La cúpula del régimen cubano vuelve a quedar en el centro de la atención tras reportes difundidos por algunos medios independientes que aseguran que el dictador designado Miguel Díaz-Canel habría realizado una visita urgente a la residencia del histórico represor Ramiro Valdés Menéndez, una de las figuras más temidas del aparato de control del castrismo.
Según estas informaciones, Díaz-Canel no habría acudido solo, sino acompañado por otros altos jerarcas del poder, un movimiento considerado inusual y altamente revelador dentro de la estructura del régimen.
Rumores sobre un posible estado crítico
La visita ha desatado una ola de especulaciones dentro y fuera de Cuba sobre el estado de salud de Valdés, conocido por su papel central en décadas de represión política, persecución sistemática y control de los órganos de seguridad del Estado.

Valdés, a quien opositores y sectores del exilio han apodado durante años como “el carnicero de Artemisa”, ha sido señalado como uno de los principales responsables históricos del terror institucional en la isla.

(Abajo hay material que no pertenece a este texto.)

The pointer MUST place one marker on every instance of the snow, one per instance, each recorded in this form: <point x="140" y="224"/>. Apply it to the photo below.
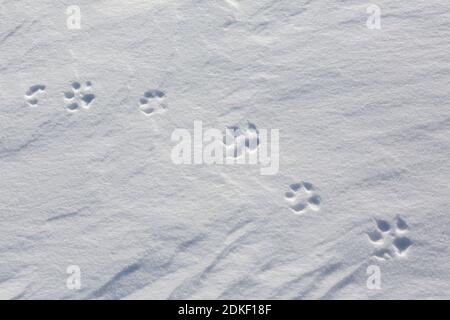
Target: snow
<point x="364" y="120"/>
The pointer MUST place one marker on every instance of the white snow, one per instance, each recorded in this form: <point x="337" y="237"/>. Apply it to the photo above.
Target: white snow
<point x="364" y="120"/>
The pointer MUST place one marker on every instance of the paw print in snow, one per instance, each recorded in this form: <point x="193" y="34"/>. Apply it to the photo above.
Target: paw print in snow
<point x="152" y="102"/>
<point x="302" y="197"/>
<point x="390" y="242"/>
<point x="79" y="96"/>
<point x="32" y="93"/>
<point x="241" y="138"/>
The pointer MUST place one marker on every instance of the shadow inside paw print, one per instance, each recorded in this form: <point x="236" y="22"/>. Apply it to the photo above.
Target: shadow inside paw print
<point x="303" y="196"/>
<point x="241" y="138"/>
<point x="152" y="102"/>
<point x="32" y="93"/>
<point x="79" y="96"/>
<point x="390" y="241"/>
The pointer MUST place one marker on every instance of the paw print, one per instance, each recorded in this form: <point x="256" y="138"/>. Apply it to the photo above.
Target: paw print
<point x="390" y="242"/>
<point x="241" y="138"/>
<point x="79" y="96"/>
<point x="32" y="93"/>
<point x="152" y="102"/>
<point x="302" y="197"/>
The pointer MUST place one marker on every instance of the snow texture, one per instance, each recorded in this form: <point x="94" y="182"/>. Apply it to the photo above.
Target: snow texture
<point x="86" y="120"/>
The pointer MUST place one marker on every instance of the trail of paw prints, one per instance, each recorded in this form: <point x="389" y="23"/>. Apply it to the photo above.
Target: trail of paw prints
<point x="390" y="241"/>
<point x="31" y="96"/>
<point x="241" y="138"/>
<point x="79" y="96"/>
<point x="152" y="102"/>
<point x="302" y="197"/>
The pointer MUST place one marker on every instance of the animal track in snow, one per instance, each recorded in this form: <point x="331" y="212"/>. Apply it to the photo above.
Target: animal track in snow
<point x="152" y="102"/>
<point x="302" y="196"/>
<point x="241" y="138"/>
<point x="32" y="93"/>
<point x="390" y="241"/>
<point x="79" y="96"/>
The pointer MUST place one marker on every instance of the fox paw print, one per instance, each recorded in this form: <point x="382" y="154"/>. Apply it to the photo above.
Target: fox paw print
<point x="302" y="196"/>
<point x="152" y="102"/>
<point x="390" y="241"/>
<point x="79" y="96"/>
<point x="32" y="94"/>
<point x="241" y="138"/>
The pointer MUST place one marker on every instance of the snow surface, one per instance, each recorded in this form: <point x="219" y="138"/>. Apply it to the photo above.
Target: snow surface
<point x="363" y="116"/>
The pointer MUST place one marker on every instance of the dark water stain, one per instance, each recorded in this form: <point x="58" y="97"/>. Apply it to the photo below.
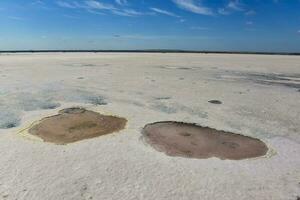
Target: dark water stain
<point x="97" y="100"/>
<point x="74" y="124"/>
<point x="163" y="98"/>
<point x="286" y="80"/>
<point x="184" y="68"/>
<point x="215" y="102"/>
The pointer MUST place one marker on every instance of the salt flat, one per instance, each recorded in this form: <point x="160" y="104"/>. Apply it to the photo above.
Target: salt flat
<point x="260" y="98"/>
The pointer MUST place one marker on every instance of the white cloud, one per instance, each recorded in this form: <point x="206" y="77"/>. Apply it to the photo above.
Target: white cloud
<point x="192" y="6"/>
<point x="65" y="4"/>
<point x="93" y="6"/>
<point x="164" y="12"/>
<point x="199" y="28"/>
<point x="250" y="12"/>
<point x="122" y="2"/>
<point x="98" y="5"/>
<point x="235" y="5"/>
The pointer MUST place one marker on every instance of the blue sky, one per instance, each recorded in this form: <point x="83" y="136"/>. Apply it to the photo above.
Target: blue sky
<point x="223" y="25"/>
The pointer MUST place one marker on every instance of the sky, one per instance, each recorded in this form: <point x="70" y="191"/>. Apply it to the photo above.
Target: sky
<point x="211" y="25"/>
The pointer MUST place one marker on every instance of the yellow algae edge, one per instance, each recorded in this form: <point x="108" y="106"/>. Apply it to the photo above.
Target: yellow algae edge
<point x="24" y="132"/>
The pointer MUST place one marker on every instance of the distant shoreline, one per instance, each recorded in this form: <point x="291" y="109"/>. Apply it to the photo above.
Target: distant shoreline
<point x="150" y="51"/>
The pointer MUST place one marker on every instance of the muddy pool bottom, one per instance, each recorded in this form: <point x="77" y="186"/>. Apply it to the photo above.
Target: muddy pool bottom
<point x="74" y="124"/>
<point x="190" y="140"/>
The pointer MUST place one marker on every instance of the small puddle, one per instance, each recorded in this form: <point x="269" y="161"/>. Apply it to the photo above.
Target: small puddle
<point x="193" y="141"/>
<point x="74" y="124"/>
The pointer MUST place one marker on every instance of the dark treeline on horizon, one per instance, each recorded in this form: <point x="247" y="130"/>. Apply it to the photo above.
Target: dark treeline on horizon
<point x="148" y="51"/>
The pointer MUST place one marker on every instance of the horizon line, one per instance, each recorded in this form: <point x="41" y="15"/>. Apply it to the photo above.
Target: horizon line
<point x="150" y="51"/>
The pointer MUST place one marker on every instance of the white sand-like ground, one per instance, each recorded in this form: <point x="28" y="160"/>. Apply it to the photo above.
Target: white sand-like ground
<point x="260" y="96"/>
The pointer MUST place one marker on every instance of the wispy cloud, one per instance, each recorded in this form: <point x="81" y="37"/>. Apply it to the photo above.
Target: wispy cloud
<point x="250" y="12"/>
<point x="164" y="12"/>
<point x="93" y="6"/>
<point x="122" y="2"/>
<point x="235" y="5"/>
<point x="66" y="4"/>
<point x="192" y="6"/>
<point x="16" y="18"/>
<point x="199" y="28"/>
<point x="98" y="5"/>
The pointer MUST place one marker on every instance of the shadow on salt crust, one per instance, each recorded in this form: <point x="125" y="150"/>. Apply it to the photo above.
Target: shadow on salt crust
<point x="74" y="124"/>
<point x="193" y="141"/>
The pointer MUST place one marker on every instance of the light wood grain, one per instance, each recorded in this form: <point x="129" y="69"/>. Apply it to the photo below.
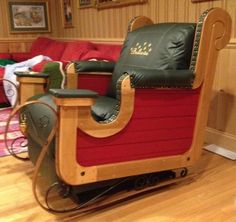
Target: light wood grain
<point x="211" y="196"/>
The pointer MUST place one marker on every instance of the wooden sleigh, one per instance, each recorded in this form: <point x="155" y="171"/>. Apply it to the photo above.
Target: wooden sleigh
<point x="133" y="125"/>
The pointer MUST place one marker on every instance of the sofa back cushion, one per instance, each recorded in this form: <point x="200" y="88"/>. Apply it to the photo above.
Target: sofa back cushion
<point x="76" y="50"/>
<point x="47" y="47"/>
<point x="109" y="52"/>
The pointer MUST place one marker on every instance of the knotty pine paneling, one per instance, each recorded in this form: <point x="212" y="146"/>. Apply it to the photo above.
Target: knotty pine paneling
<point x="112" y="23"/>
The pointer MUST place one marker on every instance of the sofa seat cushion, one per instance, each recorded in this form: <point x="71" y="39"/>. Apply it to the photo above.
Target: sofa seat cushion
<point x="104" y="107"/>
<point x="5" y="56"/>
<point x="76" y="50"/>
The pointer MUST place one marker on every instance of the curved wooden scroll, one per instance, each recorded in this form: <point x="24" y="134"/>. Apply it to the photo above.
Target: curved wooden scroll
<point x="215" y="35"/>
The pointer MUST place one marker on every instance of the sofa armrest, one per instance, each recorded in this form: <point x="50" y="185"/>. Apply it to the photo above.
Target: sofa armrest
<point x="152" y="78"/>
<point x="94" y="66"/>
<point x="31" y="74"/>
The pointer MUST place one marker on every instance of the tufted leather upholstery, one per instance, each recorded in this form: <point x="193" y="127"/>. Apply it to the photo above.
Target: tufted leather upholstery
<point x="166" y="46"/>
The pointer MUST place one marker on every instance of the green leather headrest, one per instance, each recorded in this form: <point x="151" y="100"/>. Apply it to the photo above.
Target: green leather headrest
<point x="164" y="46"/>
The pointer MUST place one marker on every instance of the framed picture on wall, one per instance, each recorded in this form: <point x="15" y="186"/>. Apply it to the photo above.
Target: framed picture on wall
<point x="86" y="3"/>
<point x="67" y="16"/>
<point x="28" y="16"/>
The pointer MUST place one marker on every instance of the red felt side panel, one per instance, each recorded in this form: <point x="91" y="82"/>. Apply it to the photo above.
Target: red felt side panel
<point x="98" y="83"/>
<point x="3" y="98"/>
<point x="162" y="125"/>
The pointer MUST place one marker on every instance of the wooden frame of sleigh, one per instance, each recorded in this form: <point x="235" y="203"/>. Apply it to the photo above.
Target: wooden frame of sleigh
<point x="134" y="125"/>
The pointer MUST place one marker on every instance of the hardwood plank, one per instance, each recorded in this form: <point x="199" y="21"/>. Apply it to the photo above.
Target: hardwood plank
<point x="211" y="196"/>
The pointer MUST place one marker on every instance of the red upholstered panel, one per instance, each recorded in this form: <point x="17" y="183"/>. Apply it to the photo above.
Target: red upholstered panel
<point x="21" y="56"/>
<point x="48" y="47"/>
<point x="2" y="70"/>
<point x="110" y="52"/>
<point x="39" y="45"/>
<point x="39" y="67"/>
<point x="162" y="125"/>
<point x="98" y="83"/>
<point x="3" y="98"/>
<point x="5" y="56"/>
<point x="75" y="50"/>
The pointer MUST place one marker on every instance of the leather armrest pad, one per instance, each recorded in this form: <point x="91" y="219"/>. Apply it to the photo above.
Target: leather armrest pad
<point x="151" y="78"/>
<point x="73" y="93"/>
<point x="94" y="66"/>
<point x="31" y="74"/>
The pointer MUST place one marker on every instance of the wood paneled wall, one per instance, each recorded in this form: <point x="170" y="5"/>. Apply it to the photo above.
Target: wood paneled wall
<point x="110" y="25"/>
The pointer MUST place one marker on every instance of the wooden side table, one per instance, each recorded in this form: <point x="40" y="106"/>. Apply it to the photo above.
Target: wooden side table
<point x="30" y="84"/>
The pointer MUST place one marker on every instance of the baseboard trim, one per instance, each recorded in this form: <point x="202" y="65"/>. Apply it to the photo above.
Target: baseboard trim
<point x="223" y="139"/>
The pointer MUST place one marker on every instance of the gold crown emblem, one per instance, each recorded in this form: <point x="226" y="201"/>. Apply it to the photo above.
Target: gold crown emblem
<point x="143" y="49"/>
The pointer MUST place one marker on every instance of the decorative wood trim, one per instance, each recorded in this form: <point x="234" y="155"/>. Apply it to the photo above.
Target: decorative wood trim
<point x="220" y="138"/>
<point x="117" y="3"/>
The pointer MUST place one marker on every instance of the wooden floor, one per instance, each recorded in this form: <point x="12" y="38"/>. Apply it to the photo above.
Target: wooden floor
<point x="211" y="196"/>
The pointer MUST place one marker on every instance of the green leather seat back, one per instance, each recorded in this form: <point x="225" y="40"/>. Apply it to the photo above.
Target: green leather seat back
<point x="165" y="46"/>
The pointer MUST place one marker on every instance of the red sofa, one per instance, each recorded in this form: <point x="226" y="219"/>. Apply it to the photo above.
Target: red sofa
<point x="62" y="51"/>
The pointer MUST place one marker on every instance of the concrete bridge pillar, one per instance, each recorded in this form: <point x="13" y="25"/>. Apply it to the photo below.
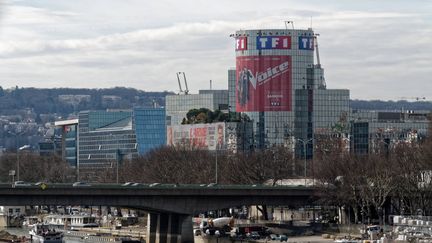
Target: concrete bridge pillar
<point x="169" y="228"/>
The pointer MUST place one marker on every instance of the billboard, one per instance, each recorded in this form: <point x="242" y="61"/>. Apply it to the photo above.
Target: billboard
<point x="264" y="83"/>
<point x="273" y="42"/>
<point x="241" y="43"/>
<point x="204" y="136"/>
<point x="306" y="43"/>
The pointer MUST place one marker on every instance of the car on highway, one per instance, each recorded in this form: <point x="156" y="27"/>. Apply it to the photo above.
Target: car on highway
<point x="80" y="183"/>
<point x="20" y="183"/>
<point x="254" y="235"/>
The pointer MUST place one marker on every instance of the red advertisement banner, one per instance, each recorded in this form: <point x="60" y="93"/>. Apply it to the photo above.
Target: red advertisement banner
<point x="264" y="83"/>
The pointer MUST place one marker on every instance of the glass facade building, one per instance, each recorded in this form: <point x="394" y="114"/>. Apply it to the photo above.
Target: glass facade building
<point x="287" y="91"/>
<point x="69" y="138"/>
<point x="150" y="128"/>
<point x="105" y="138"/>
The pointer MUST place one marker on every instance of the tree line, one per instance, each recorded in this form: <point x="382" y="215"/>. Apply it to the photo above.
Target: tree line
<point x="395" y="179"/>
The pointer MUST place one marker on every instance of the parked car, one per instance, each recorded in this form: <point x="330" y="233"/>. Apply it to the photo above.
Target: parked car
<point x="283" y="238"/>
<point x="278" y="237"/>
<point x="254" y="235"/>
<point x="80" y="183"/>
<point x="21" y="183"/>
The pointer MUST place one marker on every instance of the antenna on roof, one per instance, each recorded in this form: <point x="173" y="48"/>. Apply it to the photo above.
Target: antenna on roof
<point x="289" y="22"/>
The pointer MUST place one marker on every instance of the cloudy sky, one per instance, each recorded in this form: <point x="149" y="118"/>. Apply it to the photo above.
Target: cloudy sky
<point x="377" y="49"/>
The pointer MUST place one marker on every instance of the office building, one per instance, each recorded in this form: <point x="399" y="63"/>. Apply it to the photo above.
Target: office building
<point x="105" y="138"/>
<point x="375" y="131"/>
<point x="150" y="128"/>
<point x="280" y="87"/>
<point x="69" y="138"/>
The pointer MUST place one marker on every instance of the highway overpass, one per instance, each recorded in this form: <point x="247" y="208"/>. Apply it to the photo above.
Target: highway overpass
<point x="170" y="206"/>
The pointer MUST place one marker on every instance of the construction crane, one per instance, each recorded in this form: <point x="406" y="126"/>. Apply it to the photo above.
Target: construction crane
<point x="317" y="50"/>
<point x="186" y="91"/>
<point x="412" y="98"/>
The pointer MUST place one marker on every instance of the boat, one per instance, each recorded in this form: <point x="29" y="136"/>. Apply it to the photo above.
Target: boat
<point x="30" y="221"/>
<point x="73" y="221"/>
<point x="43" y="233"/>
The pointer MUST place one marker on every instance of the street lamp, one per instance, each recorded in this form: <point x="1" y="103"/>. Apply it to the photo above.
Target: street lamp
<point x="305" y="142"/>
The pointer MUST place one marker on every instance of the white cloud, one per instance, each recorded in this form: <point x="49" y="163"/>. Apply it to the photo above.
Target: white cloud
<point x="373" y="53"/>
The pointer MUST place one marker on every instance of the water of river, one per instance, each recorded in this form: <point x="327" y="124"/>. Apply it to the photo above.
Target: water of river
<point x="24" y="232"/>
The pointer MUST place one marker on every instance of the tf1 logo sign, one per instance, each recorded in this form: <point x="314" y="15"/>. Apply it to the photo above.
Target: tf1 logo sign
<point x="273" y="42"/>
<point x="241" y="43"/>
<point x="306" y="43"/>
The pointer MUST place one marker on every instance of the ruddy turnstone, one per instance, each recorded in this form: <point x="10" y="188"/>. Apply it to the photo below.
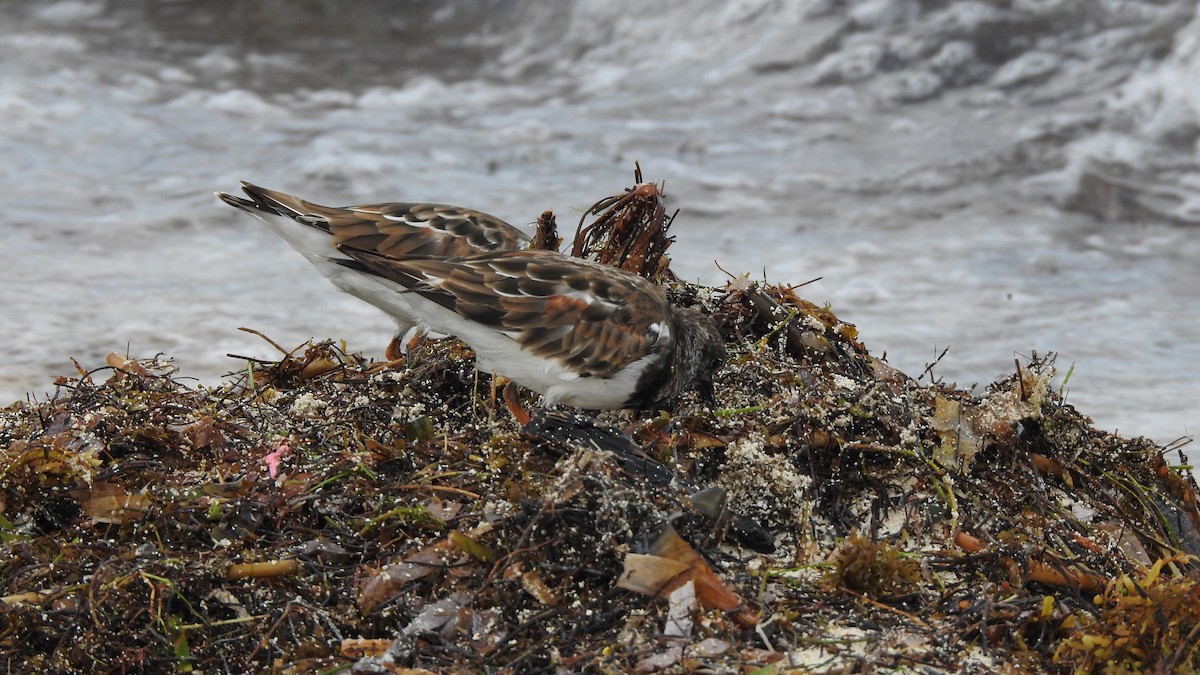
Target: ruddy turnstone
<point x="394" y="230"/>
<point x="580" y="333"/>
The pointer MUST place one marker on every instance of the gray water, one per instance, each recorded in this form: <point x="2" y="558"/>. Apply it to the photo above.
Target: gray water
<point x="995" y="178"/>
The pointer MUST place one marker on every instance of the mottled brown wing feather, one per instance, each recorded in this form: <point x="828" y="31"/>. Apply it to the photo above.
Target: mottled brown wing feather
<point x="402" y="228"/>
<point x="595" y="318"/>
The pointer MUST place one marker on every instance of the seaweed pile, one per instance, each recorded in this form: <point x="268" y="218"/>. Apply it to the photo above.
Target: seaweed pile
<point x="324" y="513"/>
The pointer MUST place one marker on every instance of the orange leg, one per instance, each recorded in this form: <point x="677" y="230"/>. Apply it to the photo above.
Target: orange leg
<point x="514" y="402"/>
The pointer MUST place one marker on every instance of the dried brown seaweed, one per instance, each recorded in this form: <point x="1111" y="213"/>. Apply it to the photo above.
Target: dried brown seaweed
<point x="322" y="512"/>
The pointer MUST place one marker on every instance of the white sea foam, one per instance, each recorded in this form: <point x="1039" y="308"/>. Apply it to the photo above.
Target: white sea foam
<point x="961" y="174"/>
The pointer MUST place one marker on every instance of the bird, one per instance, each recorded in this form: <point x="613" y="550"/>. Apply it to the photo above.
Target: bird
<point x="393" y="230"/>
<point x="577" y="332"/>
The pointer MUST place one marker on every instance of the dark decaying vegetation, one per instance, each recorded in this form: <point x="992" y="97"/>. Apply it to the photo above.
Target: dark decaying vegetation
<point x="321" y="513"/>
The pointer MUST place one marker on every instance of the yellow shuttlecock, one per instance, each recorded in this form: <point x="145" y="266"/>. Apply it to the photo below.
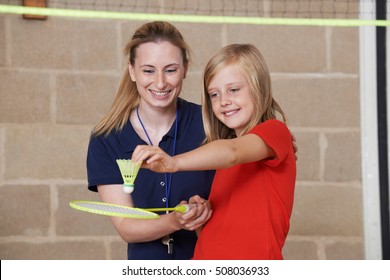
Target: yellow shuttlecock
<point x="129" y="171"/>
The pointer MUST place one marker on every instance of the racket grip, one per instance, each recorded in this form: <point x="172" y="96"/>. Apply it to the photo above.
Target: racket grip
<point x="183" y="208"/>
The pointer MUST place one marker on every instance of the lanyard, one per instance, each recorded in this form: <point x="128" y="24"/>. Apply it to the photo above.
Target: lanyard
<point x="167" y="176"/>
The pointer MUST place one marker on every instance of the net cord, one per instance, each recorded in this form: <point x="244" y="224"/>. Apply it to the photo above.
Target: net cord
<point x="12" y="9"/>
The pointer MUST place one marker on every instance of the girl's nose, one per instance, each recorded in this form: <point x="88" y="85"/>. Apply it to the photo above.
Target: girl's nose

Hasta el momento, no existe confirmación oficial sobre si el comandante estaría gravemente enfermo o si habría fallecido, pero el hermetismo habitual del régimen alimenta los rumores y la incertidumbre.
Figura clave del aparato represivo
Ramiro Valdés ha sido durante décadas uno de los pilares del poder castrista, vinculado históricamente a los fusilamientos de los primeros años de la revolución y al sostenimiento del sistema represivo que ha marcado la vida política cubana.
De confirmarse un deterioro crítico o su muerte, se trataría de un hecho de alto impacto dentro de la estructura interna del régimen, que tradicionalmente intenta manejar este tipo de noticias con absoluto secretismo mientras prepara una narrativa oficial.
Por ahora, la información continúa circulando principalmente en redes sociales y medios independientes, mientras crece la expectativa sobre un posible pronunciamiento oficial.